In a world where technology has developed to such an extent that people have become hyper-connected, and where creativity is the only way to survive, the concept of Positive Organisational Behaviour (POB) and Positive Organisational Scholarship is flourishing. When psychology researchers in the late nineties began questioning the single-minded focus within their field on what is ‘wrong with people’ and began asking ‘what is right,’ a shift also took place in the field of Organisational Behaviour (OB).
Specifically, a group of OB researchers led by Dr Fred Luthans developed the concept of psychological capital (PsyCap), a combination of the states of hope, self-efficacy, resilience and optimism as a positive resource for developing a sustained competitive edge through performance.
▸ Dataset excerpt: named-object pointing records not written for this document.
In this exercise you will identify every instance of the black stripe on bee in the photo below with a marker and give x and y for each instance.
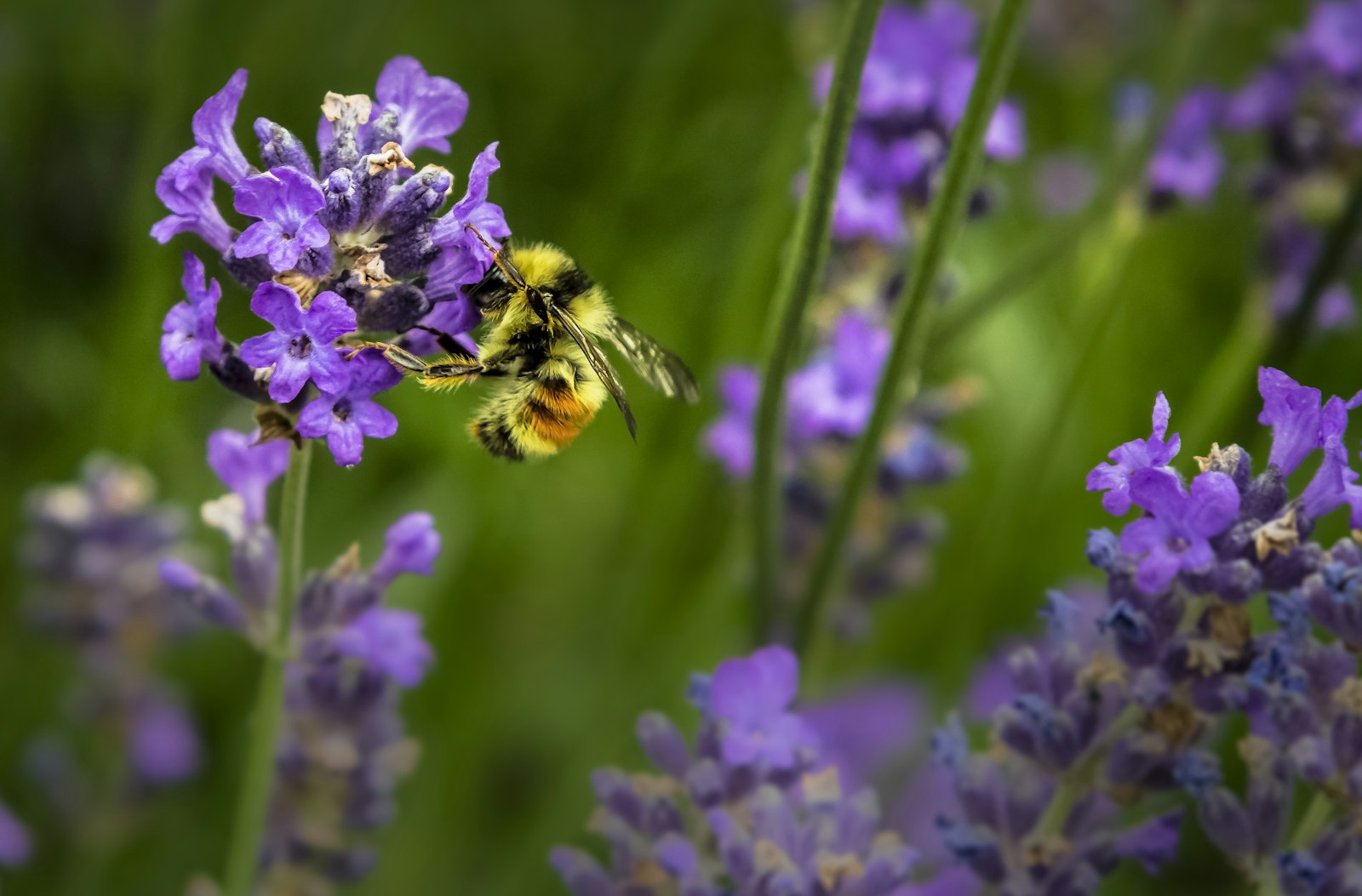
(569, 285)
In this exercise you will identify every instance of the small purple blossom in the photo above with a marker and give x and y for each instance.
(1334, 36)
(730, 437)
(1188, 163)
(190, 331)
(753, 696)
(347, 414)
(429, 108)
(412, 545)
(1141, 454)
(1298, 419)
(186, 188)
(1175, 537)
(163, 742)
(15, 846)
(286, 202)
(213, 124)
(247, 466)
(463, 259)
(301, 344)
(392, 642)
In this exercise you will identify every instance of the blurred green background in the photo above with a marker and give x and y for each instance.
(658, 143)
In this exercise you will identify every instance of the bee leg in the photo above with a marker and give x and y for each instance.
(399, 358)
(446, 342)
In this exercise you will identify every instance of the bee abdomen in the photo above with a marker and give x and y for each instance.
(495, 435)
(552, 414)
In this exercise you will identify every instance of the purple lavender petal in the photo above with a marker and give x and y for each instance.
(431, 108)
(247, 467)
(213, 126)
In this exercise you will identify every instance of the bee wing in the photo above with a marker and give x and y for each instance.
(658, 367)
(598, 364)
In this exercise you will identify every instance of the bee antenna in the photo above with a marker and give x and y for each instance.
(499, 258)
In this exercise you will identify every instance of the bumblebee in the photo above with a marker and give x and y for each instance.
(547, 317)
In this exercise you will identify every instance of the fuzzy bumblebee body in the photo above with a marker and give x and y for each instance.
(541, 354)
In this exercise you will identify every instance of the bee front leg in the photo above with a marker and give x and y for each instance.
(398, 357)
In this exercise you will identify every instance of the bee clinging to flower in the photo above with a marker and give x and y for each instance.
(547, 317)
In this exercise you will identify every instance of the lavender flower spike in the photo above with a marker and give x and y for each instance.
(346, 415)
(1141, 454)
(247, 466)
(288, 202)
(300, 347)
(190, 333)
(1176, 535)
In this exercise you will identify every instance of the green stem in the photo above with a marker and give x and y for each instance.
(905, 361)
(1316, 816)
(254, 800)
(1079, 779)
(814, 224)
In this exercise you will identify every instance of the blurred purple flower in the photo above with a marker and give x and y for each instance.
(15, 846)
(753, 696)
(412, 545)
(163, 742)
(729, 439)
(1141, 454)
(1188, 163)
(390, 642)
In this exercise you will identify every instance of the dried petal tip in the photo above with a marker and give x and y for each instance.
(388, 158)
(1279, 535)
(351, 109)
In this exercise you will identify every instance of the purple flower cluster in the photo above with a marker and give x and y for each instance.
(913, 92)
(1117, 707)
(344, 746)
(346, 244)
(749, 808)
(93, 548)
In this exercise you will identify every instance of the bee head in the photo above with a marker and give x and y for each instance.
(492, 293)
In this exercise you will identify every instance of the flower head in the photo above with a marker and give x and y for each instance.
(301, 344)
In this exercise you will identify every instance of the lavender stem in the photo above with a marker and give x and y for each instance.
(801, 271)
(258, 779)
(905, 361)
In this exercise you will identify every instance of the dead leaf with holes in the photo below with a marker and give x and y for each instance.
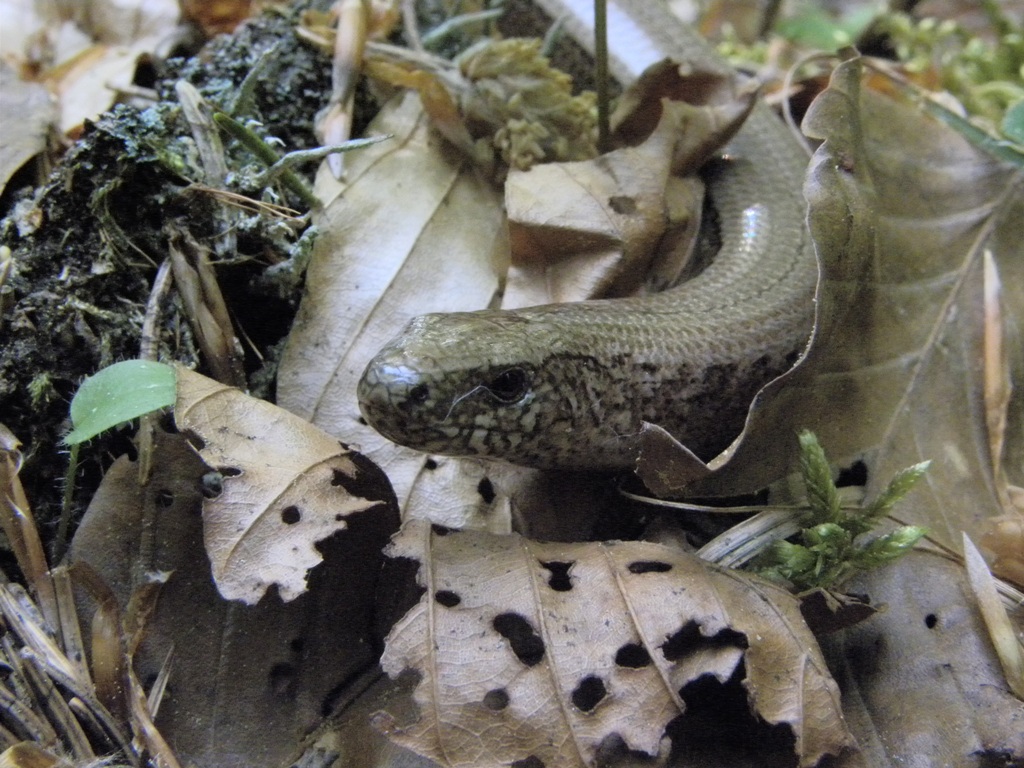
(557, 654)
(286, 486)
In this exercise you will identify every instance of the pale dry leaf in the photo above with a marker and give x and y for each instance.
(921, 682)
(414, 230)
(901, 210)
(286, 486)
(591, 228)
(247, 682)
(27, 113)
(548, 652)
(602, 227)
(1004, 536)
(993, 612)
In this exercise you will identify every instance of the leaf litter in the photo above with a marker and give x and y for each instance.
(857, 391)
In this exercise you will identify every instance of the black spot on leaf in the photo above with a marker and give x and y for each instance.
(496, 699)
(589, 693)
(448, 598)
(633, 655)
(648, 566)
(525, 643)
(559, 580)
(688, 640)
(486, 489)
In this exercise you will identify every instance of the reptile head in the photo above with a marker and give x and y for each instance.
(478, 384)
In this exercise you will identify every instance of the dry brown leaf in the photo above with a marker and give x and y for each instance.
(602, 227)
(247, 682)
(553, 652)
(414, 230)
(590, 229)
(894, 375)
(921, 683)
(27, 113)
(287, 485)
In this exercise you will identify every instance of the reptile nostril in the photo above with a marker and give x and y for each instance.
(419, 394)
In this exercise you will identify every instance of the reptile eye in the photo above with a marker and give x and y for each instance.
(509, 386)
(419, 394)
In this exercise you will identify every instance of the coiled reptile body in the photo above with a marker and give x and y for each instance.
(569, 385)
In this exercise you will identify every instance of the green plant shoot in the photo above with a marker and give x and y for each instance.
(833, 542)
(119, 393)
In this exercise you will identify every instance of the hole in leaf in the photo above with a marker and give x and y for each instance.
(419, 394)
(718, 727)
(855, 474)
(526, 644)
(212, 484)
(167, 424)
(282, 678)
(496, 699)
(448, 598)
(623, 204)
(648, 566)
(633, 655)
(559, 580)
(486, 489)
(688, 640)
(589, 693)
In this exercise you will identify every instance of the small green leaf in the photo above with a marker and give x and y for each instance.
(1013, 123)
(821, 494)
(890, 546)
(119, 393)
(898, 486)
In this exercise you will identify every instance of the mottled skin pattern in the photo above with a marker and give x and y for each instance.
(570, 385)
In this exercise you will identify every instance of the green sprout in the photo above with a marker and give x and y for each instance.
(986, 77)
(833, 543)
(114, 395)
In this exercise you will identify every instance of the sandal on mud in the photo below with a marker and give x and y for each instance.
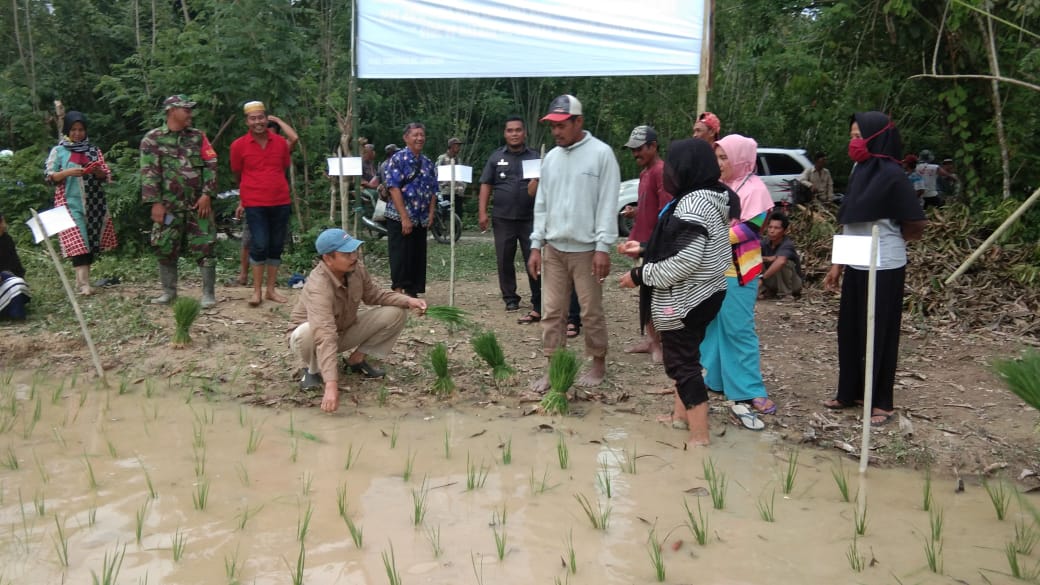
(528, 319)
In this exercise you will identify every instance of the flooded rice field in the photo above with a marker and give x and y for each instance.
(151, 482)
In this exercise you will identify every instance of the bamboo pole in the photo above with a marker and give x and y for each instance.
(72, 298)
(996, 233)
(872, 294)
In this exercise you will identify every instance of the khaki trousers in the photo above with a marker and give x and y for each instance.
(561, 273)
(373, 333)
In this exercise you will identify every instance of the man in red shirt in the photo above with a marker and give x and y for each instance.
(643, 143)
(259, 160)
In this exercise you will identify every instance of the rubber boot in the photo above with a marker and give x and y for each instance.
(167, 276)
(208, 281)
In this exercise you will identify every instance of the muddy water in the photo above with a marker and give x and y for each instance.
(258, 501)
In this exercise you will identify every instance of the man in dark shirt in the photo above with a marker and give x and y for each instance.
(783, 270)
(513, 214)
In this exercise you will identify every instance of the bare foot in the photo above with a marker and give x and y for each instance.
(541, 385)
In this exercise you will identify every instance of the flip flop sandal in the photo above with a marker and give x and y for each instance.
(529, 318)
(747, 417)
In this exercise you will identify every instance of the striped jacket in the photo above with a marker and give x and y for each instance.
(694, 264)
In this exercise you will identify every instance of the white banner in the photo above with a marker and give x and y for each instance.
(436, 39)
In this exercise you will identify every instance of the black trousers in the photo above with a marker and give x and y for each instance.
(408, 257)
(509, 235)
(852, 335)
(681, 349)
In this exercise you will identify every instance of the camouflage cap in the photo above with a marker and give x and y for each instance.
(178, 100)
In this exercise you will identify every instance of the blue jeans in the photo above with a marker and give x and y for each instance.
(268, 227)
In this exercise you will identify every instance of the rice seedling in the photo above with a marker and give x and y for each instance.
(717, 483)
(139, 516)
(563, 454)
(500, 541)
(476, 476)
(653, 547)
(60, 542)
(788, 477)
(186, 309)
(110, 566)
(356, 533)
(856, 560)
(352, 457)
(999, 497)
(434, 537)
(452, 316)
(177, 544)
(563, 369)
(1025, 537)
(927, 493)
(508, 451)
(443, 384)
(304, 522)
(296, 573)
(486, 346)
(9, 460)
(765, 507)
(698, 525)
(254, 441)
(92, 481)
(603, 479)
(201, 494)
(409, 464)
(859, 519)
(419, 503)
(598, 516)
(390, 563)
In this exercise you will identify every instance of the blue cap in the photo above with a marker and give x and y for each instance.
(336, 240)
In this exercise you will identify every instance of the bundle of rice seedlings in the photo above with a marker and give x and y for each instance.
(439, 361)
(186, 310)
(563, 369)
(487, 347)
(1022, 377)
(452, 316)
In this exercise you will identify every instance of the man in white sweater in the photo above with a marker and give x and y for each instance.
(575, 227)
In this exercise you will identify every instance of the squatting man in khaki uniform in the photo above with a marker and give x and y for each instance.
(326, 321)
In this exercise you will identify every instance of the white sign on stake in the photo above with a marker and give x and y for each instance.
(463, 174)
(55, 221)
(346, 167)
(533, 169)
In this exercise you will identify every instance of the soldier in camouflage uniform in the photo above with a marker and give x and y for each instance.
(178, 178)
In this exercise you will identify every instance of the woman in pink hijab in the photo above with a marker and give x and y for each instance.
(730, 348)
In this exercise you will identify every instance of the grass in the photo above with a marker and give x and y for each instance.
(787, 482)
(653, 547)
(352, 457)
(765, 507)
(110, 566)
(717, 483)
(999, 497)
(698, 525)
(475, 475)
(390, 564)
(419, 503)
(563, 454)
(599, 515)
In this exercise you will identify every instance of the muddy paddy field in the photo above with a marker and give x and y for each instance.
(205, 465)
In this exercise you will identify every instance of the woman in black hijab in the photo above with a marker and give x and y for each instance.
(682, 279)
(879, 195)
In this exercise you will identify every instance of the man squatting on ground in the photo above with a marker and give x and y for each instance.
(326, 321)
(178, 179)
(259, 160)
(513, 215)
(575, 227)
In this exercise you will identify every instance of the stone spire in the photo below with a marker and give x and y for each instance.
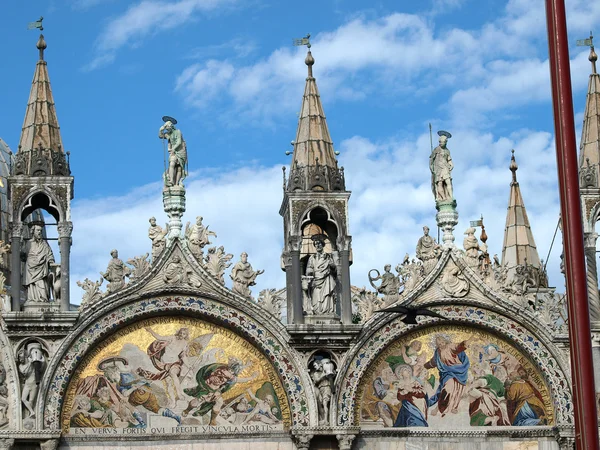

Luthans (2004) explain that financial capital is ‘what you have;’ human capital is ‘what you know;’ social capital is ‘who you know;’ psychological capital is ‘who you are’ and ‘what you can become.’ It is a twenty first century form of investment for organisations to compete with, and perhaps win, in the ‘flat’ world.
The notion of OB being positive is not a new concept; OB, “as a field of inquiry…tends to be more positive than negative”. Positive psychology, developed by Martin Seligman in the late nineties, conveyed a shift among certain psychologists towards research focussing on human strengths that enable people to blossom and succeed, rather than concentrating on how to fix people’s weaknesses and illnesses. POB is a fairly new concept emerging in the early 2000s. It began to emerge in the field of OB because of its relevance to the workplace. Dr Fred Luthans, describes his encounter with positive psychology as a ‘eureka’ moment which introduced the potential of new concepts and perspectives to the field of OB.
Positive Organisational Behaviour (POB)
POB places specific emphasis on the “study and application of positively-oriented human resource strengths and psychological capacities”. Of significance within the POB literature is its recognition of the developmental nature of psychological resources as opposed to the fixed unchanging traits in personality research, like the Big Five and core evaluations.
PsyCap is “who you are” and “what you can become in terms of positive development” (Luthans, Norman, Avolio, & Avey, 2008,, p. 233). Four constructs have been found to effectively meet the PsyCap inclusion criteria: hope, self-efficacy, resilience and optimism. These constructs are theoretically-established and researched, open to development, unique to the OB field and have performance impact. Each has empirical evidence to support its effect on improved performance, organisational commitment and satisfaction outcomes and collectively create a higher-order construct known as Psychological Capital.
Each of the four dimensions contributes something unique to the configuration of PsyCap. Hope is having the “goal-oriented energy” to establish, plan and generate the “waypower” to meet goals. Self-efficacy is an individual’s belief or conviction that they have the power to reach a desired outcome. Resilience means not only pulling through difficulty, but excelling beyond the setback. Lastly, optimism conveys the “permanence and pervasiveness” an individual attributes to their circumstances. The interconnectedness of these four dimensions, similar yet empirically distinct, means they form a stronger predictor of performance and attitudes when combined rather than when measured individually. PsyCap has been empirically proven to improve performance.
As a state like construct, research has also focussed on PsyCap’s developmental nature. PsyCap can be developed by mastery experiences or performance attainments, as well as vicarious experiences or modelling. Furthermore, leadership has been shown to influence follower PsyCap. Authentic leadership behaviours – honesty, integrity, transparency and self-awareness, encourage follower PsyCap and trust, leading to group-level OCBs and high performance. Authentic leadership and follower PsyCap is facilitated by Social Exchange Theory (SET), where the exchange (investment) between at least two people should be equal to the benefit from the exchange and that rewards from the exchange are apportioned equally, encouraging a sense of reciprocity.
How do leaders promote healthy PsyCap in your business?